11. Final Verdict: Has Google Reclaimed the AI Crown?
Probably not in every category, and that’s fine. “Who’s the best AI model” is increasingly the wrong question. The more useful question is: best for what?
Gemini 3.1 Pro is the best option for developers building agentic systems that need multi-step reasoning, long-context processing, and custom tool integration. It’s the right choice for enterprise teams where AI hallucination rates are a blocking concern. It’s a compelling pick for anyone doing high-volume API work where the pricing needs to make sense at scale.
The ARC-AGI-2 result at 77.1% is real and it’s significant. The reasoning improvements over Gemini 3 Pro are not incremental. The custom tools endpoint is a practical differentiator for agentic workflows. And the grounding improvements make this a more reliable partner for tasks where fabricated output isn’t just annoying, it’s unacceptable.
The web UI needs real work. The preview status introduces some instability risk. The GDPval-AA benchmark suggests there are still expert-task domains where Claude holds an edge.
But the underlying Gemini 3.1 Pro model, accessed through the API, is a monumental step forward in what mid-tier-priced reasoning looks like in 2026. If you’re building anything serious with AI this year, at minimum, run your evals against it.
Start with Google AI Studio. The preview endpoint is live. See what it does with your hardest prompts. You might be surprised.
Is Gemini 3.1 Pro actually better than Claude 4.6 Sonnet?
On paper, Gemini 3.1 Pro vs Claude 4.6 Sonnet is extremely close across major evals, with Gemini often leading on reasoning-heavy and agentic tool benchmarks. In day-to-day dev work, Gemini 3.1 Pro tends to shine when you need structured tool use, visual “vibe coding,” and long-context reasoning without jumping price tiers.
What is the ARC-AGI-2 benchmark and why does a 77.1% score matter?
The ARC-AGI-2 benchmark measures whether a model can solve new logic puzzles that look unlike its training examples. A move to 77.1% signals the model is doing more than pattern recall, it’s building flexible rules on the fly and adapting across tasks.
What is Gemini Deep Think mode, and why does it change results?
Gemini Deep Think mode is the heavier reasoning setting that spends more compute to plan, verify, and avoid shallow shortcuts. Gemini 3.1 Pro matters because it feels like Google pushed more of that “think first” behavior into the baseline, so you get stronger reasoning without having to fight the model into it every time.
What is the Gemini custom tools API, and when should I use it?
The Gemini custom tools API refers to the tool-first endpoint gemini-3.1-pro-preview-customtools, designed for agent workflows that mix bash-style actions and custom functions. Use it when your app depends on the model calling the right tool at the right time, especially in multi-step automation like “read file, edit code, run tests, summarize diff.”

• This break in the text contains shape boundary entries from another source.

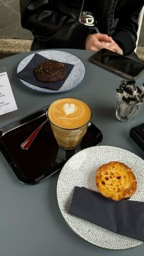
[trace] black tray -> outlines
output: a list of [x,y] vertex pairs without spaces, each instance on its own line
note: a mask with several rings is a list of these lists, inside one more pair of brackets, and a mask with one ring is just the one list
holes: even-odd
[[74,150],[64,150],[57,146],[49,122],[40,131],[27,150],[21,144],[46,119],[45,108],[0,130],[0,147],[17,178],[27,185],[37,184],[60,170],[74,153],[98,145],[103,139],[101,131],[90,122],[81,144]]

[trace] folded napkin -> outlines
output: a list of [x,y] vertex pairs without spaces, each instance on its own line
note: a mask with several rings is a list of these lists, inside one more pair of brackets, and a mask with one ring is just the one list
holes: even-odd
[[144,241],[143,202],[116,202],[84,187],[75,187],[68,213],[117,234]]
[[58,90],[62,86],[67,77],[71,73],[74,65],[65,63],[67,70],[66,76],[60,81],[55,82],[38,82],[34,74],[34,69],[41,63],[48,61],[48,59],[45,58],[40,54],[35,53],[28,64],[18,73],[16,76],[26,81],[31,84],[41,88],[48,88],[54,90]]

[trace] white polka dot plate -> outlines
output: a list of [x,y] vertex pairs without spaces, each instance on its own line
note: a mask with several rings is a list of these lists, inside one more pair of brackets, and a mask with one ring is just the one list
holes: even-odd
[[118,161],[134,172],[137,188],[131,199],[144,202],[144,161],[133,153],[112,146],[89,147],[73,156],[63,167],[57,181],[57,197],[60,210],[71,229],[89,243],[103,248],[124,249],[143,243],[133,238],[116,234],[68,213],[75,186],[97,191],[95,175],[104,163]]
[[17,73],[20,72],[24,68],[25,68],[35,53],[38,53],[38,54],[40,54],[47,59],[65,63],[69,63],[70,64],[74,65],[74,67],[63,86],[58,90],[54,90],[47,88],[41,88],[35,86],[34,84],[29,84],[29,82],[20,79],[20,81],[22,82],[22,84],[29,88],[40,92],[47,93],[59,93],[72,90],[73,89],[76,87],[81,84],[84,78],[85,75],[85,68],[83,62],[77,57],[65,51],[51,49],[40,51],[28,55],[28,56],[23,59],[19,64],[17,68]]

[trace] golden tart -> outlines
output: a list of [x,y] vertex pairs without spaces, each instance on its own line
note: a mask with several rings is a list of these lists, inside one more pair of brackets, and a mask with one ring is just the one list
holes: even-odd
[[115,201],[129,199],[137,189],[137,181],[131,169],[118,161],[99,167],[95,180],[98,191]]

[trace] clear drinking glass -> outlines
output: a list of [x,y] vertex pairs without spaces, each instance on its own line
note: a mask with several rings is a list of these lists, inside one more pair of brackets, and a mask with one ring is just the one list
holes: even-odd
[[140,109],[142,103],[137,104],[129,104],[118,97],[116,99],[116,117],[119,121],[131,122]]

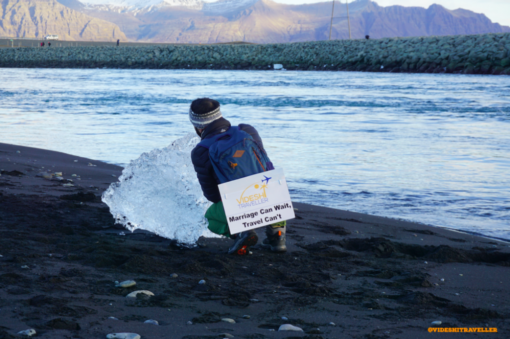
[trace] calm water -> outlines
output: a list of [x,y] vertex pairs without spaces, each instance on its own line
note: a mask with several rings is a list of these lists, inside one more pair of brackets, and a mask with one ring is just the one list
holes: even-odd
[[510,239],[510,77],[0,68],[0,141],[125,165],[208,96],[293,199]]

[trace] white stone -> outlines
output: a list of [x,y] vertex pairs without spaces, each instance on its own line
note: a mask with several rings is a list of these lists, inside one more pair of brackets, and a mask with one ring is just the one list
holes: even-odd
[[297,326],[295,326],[293,325],[291,325],[290,324],[284,324],[279,327],[278,329],[278,331],[296,331],[299,332],[302,332],[303,329]]
[[135,280],[125,280],[125,281],[122,281],[122,282],[116,283],[115,287],[121,287],[122,288],[126,289],[128,287],[134,286],[136,284],[136,282],[135,281]]
[[20,331],[18,332],[18,334],[21,334],[21,335],[26,335],[27,336],[32,336],[34,334],[36,334],[36,331],[33,328],[30,328],[28,330],[25,330],[24,331]]
[[129,332],[122,332],[121,333],[111,333],[107,334],[106,337],[108,339],[140,339],[142,337],[140,334],[136,333],[130,333]]
[[143,293],[144,294],[146,294],[148,296],[154,295],[154,294],[151,292],[150,291],[147,291],[146,290],[140,290],[139,291],[135,291],[134,292],[131,292],[131,293],[126,296],[126,298],[136,298],[136,295],[139,293]]

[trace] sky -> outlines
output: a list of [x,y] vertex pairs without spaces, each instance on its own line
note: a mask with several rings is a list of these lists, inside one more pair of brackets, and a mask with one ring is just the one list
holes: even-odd
[[[298,5],[324,2],[324,0],[273,0],[280,4]],[[510,0],[372,0],[380,6],[387,7],[399,5],[428,8],[432,4],[441,5],[443,7],[454,10],[463,8],[476,13],[482,13],[493,22],[510,26]],[[346,0],[340,0],[342,4]],[[348,0],[349,3],[352,0]]]

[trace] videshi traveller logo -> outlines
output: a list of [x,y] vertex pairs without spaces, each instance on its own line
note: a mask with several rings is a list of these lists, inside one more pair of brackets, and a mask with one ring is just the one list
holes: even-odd
[[265,175],[263,176],[264,178],[261,180],[262,184],[259,184],[258,181],[252,184],[244,189],[239,199],[236,199],[240,210],[269,202],[266,190],[268,188],[269,179],[271,178],[268,178]]

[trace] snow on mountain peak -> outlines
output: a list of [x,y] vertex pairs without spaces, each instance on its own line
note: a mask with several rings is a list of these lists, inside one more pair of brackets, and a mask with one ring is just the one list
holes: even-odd
[[219,0],[213,3],[202,0],[84,0],[86,6],[100,7],[123,7],[142,9],[152,6],[157,8],[166,6],[182,6],[192,9],[221,13],[239,8],[247,8],[259,0]]
[[158,5],[158,7],[183,6],[200,9],[203,6],[201,0],[84,0],[83,3],[91,6],[109,6],[118,7],[144,8]]

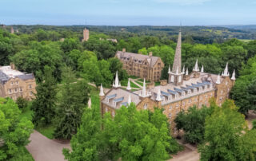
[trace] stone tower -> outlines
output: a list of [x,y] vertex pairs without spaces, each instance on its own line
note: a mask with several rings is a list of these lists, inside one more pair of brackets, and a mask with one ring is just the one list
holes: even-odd
[[82,40],[82,41],[87,41],[88,40],[89,40],[89,29],[85,28],[83,29],[83,39]]
[[182,31],[179,30],[175,51],[174,61],[172,71],[169,73],[169,83],[174,83],[175,85],[181,85],[183,83],[184,73],[182,72]]

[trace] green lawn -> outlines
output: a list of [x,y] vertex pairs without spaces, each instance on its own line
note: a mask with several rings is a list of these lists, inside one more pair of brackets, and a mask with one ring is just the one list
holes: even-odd
[[159,81],[154,82],[154,86],[158,86],[158,85],[160,85],[160,82]]
[[[123,80],[121,81],[121,85],[122,86],[127,86],[127,84],[128,84],[128,80]],[[139,87],[138,87],[135,84],[134,84],[130,80],[130,87],[132,87],[132,88],[140,88]]]

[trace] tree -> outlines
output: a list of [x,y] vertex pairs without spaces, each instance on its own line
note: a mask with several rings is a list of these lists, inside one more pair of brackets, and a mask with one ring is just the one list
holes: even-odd
[[204,140],[205,120],[210,116],[213,108],[196,106],[189,108],[188,112],[182,111],[175,118],[176,127],[185,132],[185,139],[190,143],[200,143]]
[[132,104],[116,112],[114,118],[105,114],[103,121],[103,151],[110,159],[166,160],[170,150],[178,149],[170,144],[167,119],[160,109],[137,111]]
[[50,67],[54,77],[60,80],[60,70],[62,66],[61,53],[56,42],[33,41],[30,44],[29,49],[17,53],[10,59],[18,69],[34,73],[38,81],[42,81],[45,65]]
[[20,114],[14,100],[0,98],[0,160],[11,159],[29,143],[33,124]]
[[91,108],[86,108],[82,117],[82,124],[78,133],[71,139],[72,151],[63,149],[67,160],[100,160],[101,125],[102,120],[99,108],[92,104]]
[[226,100],[206,120],[201,160],[250,160],[256,157],[256,132],[249,131],[244,116],[232,100]]
[[19,96],[16,100],[16,104],[20,109],[24,109],[27,107],[28,100],[22,96]]
[[46,125],[52,122],[55,116],[57,86],[53,70],[45,66],[43,81],[38,84],[35,100],[32,102],[34,111],[33,123]]
[[68,160],[166,160],[180,147],[170,135],[167,119],[158,108],[138,111],[134,104],[122,106],[113,118],[99,108],[86,109],[82,124],[71,139]]
[[63,68],[59,103],[58,104],[57,127],[54,137],[70,139],[80,126],[82,112],[87,105],[90,88],[85,80],[75,80],[75,75],[70,67]]

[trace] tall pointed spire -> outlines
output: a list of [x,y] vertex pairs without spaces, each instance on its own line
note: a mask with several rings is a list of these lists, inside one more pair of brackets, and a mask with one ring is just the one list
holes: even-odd
[[100,90],[99,90],[99,96],[105,96],[104,91],[103,91],[102,84],[101,84],[101,88],[100,88]]
[[168,74],[170,74],[171,72],[170,72],[170,65],[169,65],[169,69],[168,69]]
[[202,68],[201,68],[201,72],[203,72],[203,65],[202,65]]
[[189,69],[186,68],[186,76],[189,75]]
[[232,74],[232,77],[231,80],[235,80],[235,71],[234,69],[233,74]]
[[115,74],[115,80],[114,80],[114,84],[113,84],[114,87],[115,88],[118,88],[118,87],[121,87],[121,84],[119,82],[119,80],[118,80],[118,71]]
[[193,71],[199,72],[198,60],[198,59],[197,59],[197,61],[195,61],[195,65],[194,65],[194,69],[193,69]]
[[178,73],[180,73],[182,72],[182,31],[181,29],[179,30],[179,33],[178,33],[172,72],[175,73],[177,69],[178,69]]
[[162,100],[160,88],[158,88],[158,96],[157,96],[156,100],[158,100],[158,101],[161,101]]
[[127,103],[128,103],[128,105],[130,105],[131,103],[130,94],[129,94]]
[[228,65],[229,65],[229,63],[227,62],[226,65],[226,68],[224,69],[223,76],[226,76],[226,77],[230,76]]
[[128,91],[130,91],[130,90],[131,89],[131,88],[130,88],[130,78],[128,78],[128,83],[127,83],[127,88],[126,88],[126,89],[127,89]]
[[221,77],[219,76],[219,74],[218,75],[216,84],[221,84]]

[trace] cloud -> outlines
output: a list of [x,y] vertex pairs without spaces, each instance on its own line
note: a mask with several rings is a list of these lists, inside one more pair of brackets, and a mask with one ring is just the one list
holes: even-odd
[[201,5],[210,0],[154,0],[160,3],[174,3],[179,5]]

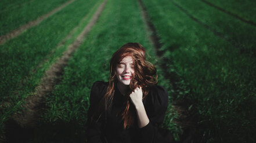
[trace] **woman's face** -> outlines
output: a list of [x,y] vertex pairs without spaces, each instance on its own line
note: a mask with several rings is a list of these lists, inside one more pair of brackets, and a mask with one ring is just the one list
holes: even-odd
[[117,77],[118,82],[125,85],[129,85],[134,74],[134,60],[132,57],[127,56],[117,66]]

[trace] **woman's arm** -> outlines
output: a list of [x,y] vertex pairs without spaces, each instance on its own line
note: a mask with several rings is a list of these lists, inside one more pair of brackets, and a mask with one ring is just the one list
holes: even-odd
[[135,107],[138,118],[138,125],[139,128],[143,127],[149,123],[149,119],[142,102],[143,93],[141,88],[135,89],[134,92],[130,95],[130,97],[132,103]]
[[170,131],[162,133],[159,126],[163,123],[168,106],[168,93],[164,88],[156,86],[147,96],[145,104],[141,89],[137,88],[130,95],[137,116],[140,142],[174,142]]

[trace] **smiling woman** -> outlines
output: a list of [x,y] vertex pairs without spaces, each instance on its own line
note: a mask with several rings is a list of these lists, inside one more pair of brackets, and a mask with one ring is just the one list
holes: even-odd
[[157,85],[156,69],[146,59],[145,48],[128,43],[110,61],[109,82],[92,88],[88,114],[88,142],[172,142],[163,136],[168,104],[165,89]]

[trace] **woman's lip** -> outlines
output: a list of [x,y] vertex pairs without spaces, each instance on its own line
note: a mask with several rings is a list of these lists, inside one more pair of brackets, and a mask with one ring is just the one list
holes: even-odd
[[122,77],[122,79],[125,80],[130,80],[131,78],[132,78],[131,77]]

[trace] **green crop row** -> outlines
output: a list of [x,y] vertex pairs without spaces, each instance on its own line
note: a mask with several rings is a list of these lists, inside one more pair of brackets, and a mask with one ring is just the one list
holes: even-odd
[[175,3],[193,17],[221,33],[245,56],[256,55],[256,27],[244,23],[201,1],[176,1]]
[[[153,60],[155,52],[146,36],[146,26],[139,7],[136,0],[107,1],[98,22],[65,68],[62,81],[48,96],[48,110],[43,116],[44,124],[52,125],[51,127],[53,129],[60,125],[65,129],[67,124],[78,127],[55,134],[52,138],[66,141],[75,136],[74,133],[78,133],[80,137],[84,136],[85,129],[80,130],[79,127],[83,127],[86,122],[91,86],[96,81],[108,81],[110,59],[122,44],[128,42],[142,44],[152,56],[150,61],[156,63]],[[168,88],[168,81],[161,73],[159,76],[159,84]],[[173,116],[170,118],[171,120]],[[49,127],[41,127],[41,131],[51,130]],[[48,136],[52,136],[51,133]]]
[[33,1],[14,9],[12,7],[5,9],[4,11],[0,12],[0,35],[5,35],[30,21],[36,20],[66,1],[67,0]]
[[0,12],[2,12],[8,9],[13,9],[18,7],[28,2],[30,2],[31,1],[34,0],[2,0],[1,1]]
[[247,21],[256,23],[256,2],[254,0],[244,1],[210,1],[204,0],[219,7],[225,9]]
[[[185,95],[193,101],[192,106],[200,115],[201,140],[208,142],[255,141],[256,113],[252,108],[256,101],[255,58],[241,54],[239,48],[214,35],[171,1],[143,1],[161,38],[167,67],[174,66],[190,89]],[[190,5],[187,11],[200,6],[196,1],[186,2]],[[194,14],[201,14],[199,20],[210,21],[203,15],[210,13],[208,10]],[[218,14],[213,14],[211,20],[225,15]],[[222,24],[234,23],[223,21]]]
[[[23,99],[35,93],[35,88],[41,82],[45,71],[74,42],[99,5],[95,1],[84,3],[76,1],[1,47],[1,96],[3,100],[0,103],[1,108],[4,108],[1,112],[1,129],[4,122],[23,103]],[[85,17],[86,18],[82,20]],[[64,42],[58,46],[63,39]],[[11,104],[5,107],[6,101]]]

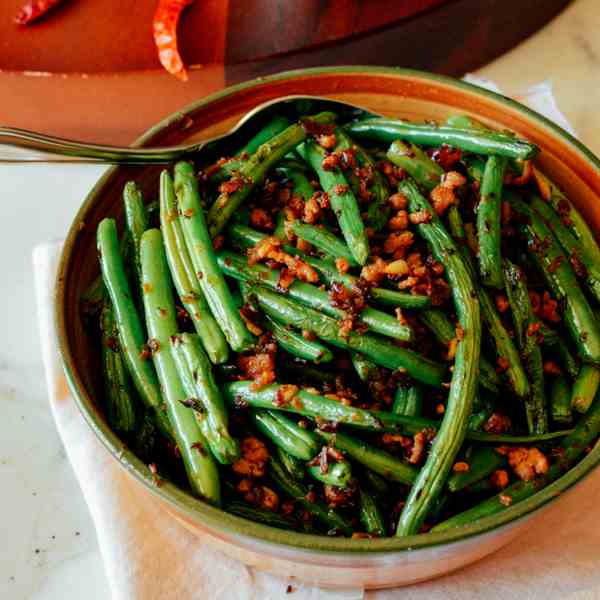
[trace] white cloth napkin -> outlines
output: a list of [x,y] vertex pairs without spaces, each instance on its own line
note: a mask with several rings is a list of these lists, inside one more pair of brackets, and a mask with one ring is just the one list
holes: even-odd
[[[549,84],[536,86],[520,100],[568,126]],[[554,505],[542,526],[492,558],[401,591],[363,593],[302,586],[247,568],[203,544],[118,466],[88,428],[69,393],[52,318],[60,247],[60,242],[44,244],[36,247],[33,255],[50,405],[90,508],[114,600],[600,599],[596,512],[600,472]],[[286,593],[290,583],[292,594]]]

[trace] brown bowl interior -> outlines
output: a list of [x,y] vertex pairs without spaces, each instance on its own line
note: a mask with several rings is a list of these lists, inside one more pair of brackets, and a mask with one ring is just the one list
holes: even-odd
[[[287,95],[325,96],[363,106],[374,113],[415,120],[442,120],[466,113],[497,128],[508,128],[542,148],[537,163],[567,192],[600,231],[600,167],[568,134],[501,96],[451,79],[377,67],[315,69],[284,73],[229,88],[197,102],[150,130],[142,145],[179,144],[227,131],[254,106]],[[77,215],[65,244],[57,286],[61,352],[72,388],[88,421],[102,422],[95,400],[101,393],[98,357],[90,349],[79,312],[79,297],[98,274],[95,231],[110,215],[122,220],[121,191],[134,179],[154,199],[161,167],[111,169]],[[94,414],[95,412],[95,414]],[[106,441],[105,441],[106,443]],[[112,448],[113,452],[116,449]],[[516,513],[515,513],[516,514]]]

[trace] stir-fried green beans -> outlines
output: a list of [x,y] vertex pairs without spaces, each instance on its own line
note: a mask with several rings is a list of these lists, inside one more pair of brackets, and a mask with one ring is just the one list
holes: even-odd
[[532,158],[538,148],[525,140],[488,130],[456,129],[443,125],[409,123],[391,119],[364,119],[347,127],[351,136],[368,138],[385,143],[406,140],[423,146],[447,144],[476,154]]
[[160,175],[160,225],[167,262],[179,298],[210,360],[213,363],[223,363],[229,355],[227,341],[210,312],[198,275],[192,265],[178,218],[173,180],[167,171],[163,171]]
[[248,350],[254,338],[246,328],[219,270],[200,205],[198,183],[189,163],[175,165],[175,191],[188,252],[212,314],[236,351]]
[[329,197],[331,208],[338,220],[342,235],[350,253],[359,265],[364,265],[369,257],[369,240],[358,202],[340,169],[325,169],[323,161],[326,151],[314,141],[308,141],[301,154],[316,171],[323,190]]
[[193,491],[208,502],[219,504],[217,466],[192,409],[183,403],[187,396],[170,351],[177,321],[162,235],[157,229],[149,229],[142,236],[140,259],[149,346],[177,447]]
[[479,303],[472,294],[475,282],[458,248],[413,182],[401,182],[399,190],[408,198],[410,210],[425,210],[431,215],[430,222],[422,223],[417,228],[431,247],[434,256],[446,265],[454,306],[462,328],[444,420],[427,462],[411,488],[400,515],[396,535],[401,536],[417,533],[421,528],[464,441],[473,398],[477,391],[481,330]]
[[510,132],[326,106],[144,179],[159,202],[124,186],[81,298],[108,424],[302,533],[427,535],[555,485],[600,434],[594,224]]
[[[321,113],[310,118],[318,124],[331,123],[335,119],[332,113]],[[218,235],[227,221],[241,206],[250,192],[266,177],[269,169],[275,166],[290,150],[300,144],[307,134],[304,123],[295,123],[284,129],[257,148],[232,178],[231,188],[221,192],[207,215],[207,223],[211,237]]]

How much does the Gemini 3.1 Pro API cost, and is it good value?
The standard headline pricing is $2.00 per 1M input tokens and $12.00 per 1M output tokens under the smaller context tier. The practical story is value: if Gemini 3.1 Pro reduces retries and lowers AI hallucination rates in your workflow, your real cost per successful task drops even when raw token prices look similar.